出会い? ちょっと長くなるけどいいかしら?
私が通ってた中学は、一学年10クラスもあるマンモス校だったのね。
3年生になって一番最初の全校朝礼だったわ。校長先生の長い話を欠伸をしながら、何とか乗り切って。
朝礼が終わると、学年順にグランドから教室に戻るんだけど、その時、吹奏楽部の演奏に合わせて行進するの。今の時代では考えられない? そう、軍隊みたいよね。
その日も、早く演奏が始まらないかなって、ちょっとイライラしながら朝礼台の方を何となく眺めてた。
そしたら、一人の長身の男の子が、指揮棒を持って朝礼台に上がったの。そう、それが緋咲君。
緋咲君、朝礼台に立つと、整列している全校生徒をぐるっと見渡した後で、校庭脇に集まってる吹奏楽部の方に向けてね、こんな風に、スッと指揮棒を構えて。
その時、気のせいかもしれないけど、校庭に流れてたダルーい空気が、ぴんっと音を立てて張り詰めた気がしたわ。
もう、さっきまでの眠気はどこへやら。
私が、緋咲君に恋をした瞬間だった。
私、女バスのキャプテンだったのね。自分で言うのも何だけど、けっこうモテて。
実際、同学年男子の「好きな女子ランキング」で、堂々の1位だなんていう話も耳にしてたし、告られたことだって、何度もあった。
でも、たぶんその年頃の女子って、皆同じだと思うんだけど、同学年の男子なんて子供っぽいって思ってて。
もちろん、付き合う子達もいたけど、何て言うか、半分遊び? 「恋人ごっこ」って感じで見てたかな。
でも彼は違った。
纏ってる空気が、いつも張り詰めてて、薄いガラスケースの中にいるって感じ。分かるかな? 正直、周りからは、ちょっと浮いてたかも。
でも私は、あの朝礼以降、もう緋咲君が気になって、気になって。クラスが違ったから、休み時間とか、わざと彼のクラスの前を行ったり来たりして。そう、私の存在をアピールしようと必死だったの。
さっき話した通り、私モテたから、彼の視界にちょくちょく入ってれば、勝手に向こうが好きになってくれるんじゃないかって思ってたのよね。笑っちゃうでしょ?
でも、休み時間の彼は、いつだって一人で本読んでるか、楽譜?見てるかで、廊下の方なんて見やしない。
あー、これはダメだなって。それで、吹奏楽部の友達に頼んで、部活を覗かせてもらったの。
他の子達は、パート練習って言うの? それぞれの楽器ごとに集まって練習してるんだけど、彼だけは一人、狭い楽器置き場で、クラシック音楽聴きながら、黙々と指揮棒振ってた。もう、その姿にまたやられちゃって。
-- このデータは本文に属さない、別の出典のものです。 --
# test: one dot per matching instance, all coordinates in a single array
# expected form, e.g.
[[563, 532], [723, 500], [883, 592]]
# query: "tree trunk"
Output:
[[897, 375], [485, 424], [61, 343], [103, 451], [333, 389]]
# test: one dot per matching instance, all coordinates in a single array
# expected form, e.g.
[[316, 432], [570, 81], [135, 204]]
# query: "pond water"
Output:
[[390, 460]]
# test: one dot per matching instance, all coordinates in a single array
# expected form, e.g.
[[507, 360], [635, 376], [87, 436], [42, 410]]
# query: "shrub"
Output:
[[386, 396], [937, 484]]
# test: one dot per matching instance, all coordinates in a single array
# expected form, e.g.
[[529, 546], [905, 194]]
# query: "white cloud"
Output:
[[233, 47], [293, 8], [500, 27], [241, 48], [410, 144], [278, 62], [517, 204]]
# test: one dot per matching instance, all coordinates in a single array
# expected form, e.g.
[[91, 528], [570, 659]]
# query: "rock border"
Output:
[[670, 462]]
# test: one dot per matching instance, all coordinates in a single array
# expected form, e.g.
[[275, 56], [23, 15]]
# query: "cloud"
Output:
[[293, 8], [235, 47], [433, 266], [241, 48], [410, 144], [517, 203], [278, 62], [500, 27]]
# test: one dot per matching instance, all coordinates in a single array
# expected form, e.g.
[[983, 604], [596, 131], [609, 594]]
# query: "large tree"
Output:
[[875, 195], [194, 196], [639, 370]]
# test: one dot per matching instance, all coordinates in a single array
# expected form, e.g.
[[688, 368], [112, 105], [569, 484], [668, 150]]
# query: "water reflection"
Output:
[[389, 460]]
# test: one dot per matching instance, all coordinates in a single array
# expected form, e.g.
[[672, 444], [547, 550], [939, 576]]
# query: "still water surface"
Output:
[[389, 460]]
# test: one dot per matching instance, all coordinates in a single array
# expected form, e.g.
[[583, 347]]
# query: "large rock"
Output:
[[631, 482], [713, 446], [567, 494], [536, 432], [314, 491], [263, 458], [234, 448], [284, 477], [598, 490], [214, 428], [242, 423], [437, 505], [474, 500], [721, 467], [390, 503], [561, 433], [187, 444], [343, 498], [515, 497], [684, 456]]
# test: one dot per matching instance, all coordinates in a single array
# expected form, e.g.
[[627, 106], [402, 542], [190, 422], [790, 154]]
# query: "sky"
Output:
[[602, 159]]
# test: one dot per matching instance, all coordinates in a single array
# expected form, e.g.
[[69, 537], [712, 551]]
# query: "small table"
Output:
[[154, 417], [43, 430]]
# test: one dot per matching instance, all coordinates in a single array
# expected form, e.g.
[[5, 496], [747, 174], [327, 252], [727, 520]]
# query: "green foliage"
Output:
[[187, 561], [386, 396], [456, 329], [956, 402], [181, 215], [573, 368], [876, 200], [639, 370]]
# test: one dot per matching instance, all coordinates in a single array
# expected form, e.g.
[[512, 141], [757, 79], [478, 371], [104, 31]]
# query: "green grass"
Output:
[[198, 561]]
で、思い切って声をかけたの。そしたら、彼、何て言ったと思う?
「その話、今じゃなきゃ駄目?」だって。
今でもその台詞、忘れられないわ。一応、自分がモテてる自覚あったから、そんなこと言われるなんて、ホント、これっぽっちも思ってなかったんだもの。
でもね。不思議なんだけど、その時、「あぁ、私、本当にこの人こと好きだ」って。
その翌日だったな。本当に偶然に、下校の時に下駄箱のとこで一緒になってね。で、思い切って告白したの。もちろん人生初。
彼の答えが、また可笑しくて。
「高橋さんは、クラシック好きですか?」だって。クラシックなんて、それこそ、朝礼の時に吹奏楽部の演奏でたまに耳にする程度だったし、興味もなかったんだけど、とにかく付き合ってほしくて、「もちろん」って答えたわ。
そしたら、ニコッて笑って頷いてくれたのよ。もう舞い上がっちゃって。でも、彼には悟られたくなくて、「じゃあ、今日から恋人ってことでいいよね?」って。今考えると、何言ってんの?って感じよね。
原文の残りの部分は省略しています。